Jacek Sasin przekonywał, że narracja, iż „podsłuchiwanie dziennikarzy było inicjatywą kilku funkcjonariuszy w Biurze Spraw Wewnętrznych” jest „marną tezą”, której nie da się bronić. Przypomniał, że BSW w Komendzie Głównej Policji powołano, aby śledziło nadużycia wewnątrz służby. W przekonaniu Sasina odpowiedzialność za podsłuchu znajduje się na poziomie „co najmniej ministra spraw wewnętrznych i przede wszystkim premiera – Donalda Tuska i Ewy Kopacz”.
Z kolei Borys Budka przekonywał, że sprawę niezwłocznie powinna wyjaśnić prokuratura. Jeśli ktokolwiek zawinił, powinien zostać ukarany. Sugerowanie, jakoby to był wielki spisek rządowy, uważam za chybione – dodał.

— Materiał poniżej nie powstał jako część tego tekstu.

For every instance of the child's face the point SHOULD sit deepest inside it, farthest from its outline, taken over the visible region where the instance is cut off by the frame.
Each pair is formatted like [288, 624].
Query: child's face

Postępowania dyscyplinarne
W związku z podsłuchiwaniem dziennikarzy wszczęto siedem postępowań dyscyplinarnych wobec funkcjonariuszy Biura Spraw Wewnętrznych Komendy Głównej Policji, którzy mieli być zaangażowani w proceder, a także zmieniono kierownictwo komórki.
Audyt w policji
Komendant Główny Policji powołał specjalną grupę, której zadaniem będzie sprawdzenie, czy funkcjonariusze podsłuchiwali dziennikarzy zaangażowanych w ujawnienie taśm w tzw. aferze podsłuchowej. Prześwietlona miała zostać działalność Biura Spraw Wewnętrznych Komendy Głównej Policji. Do zadań specgrupy miało należeć sprawdzenie czy policjanci z Biura Spraw Wewnętrznych w ciągu ostatniego półtora roku podsłuchiwali dziennikarzy zaangażowanych w ujawnienie taśm w tzw. aferze podsłuchowej. Szczególny nacisk miał być postawiony na okres, kiedy Komendantem Głównym Policji był Marek Działoszyński, a ministrem spraw wewnętrznych Bartłomiej Sienkiewicz.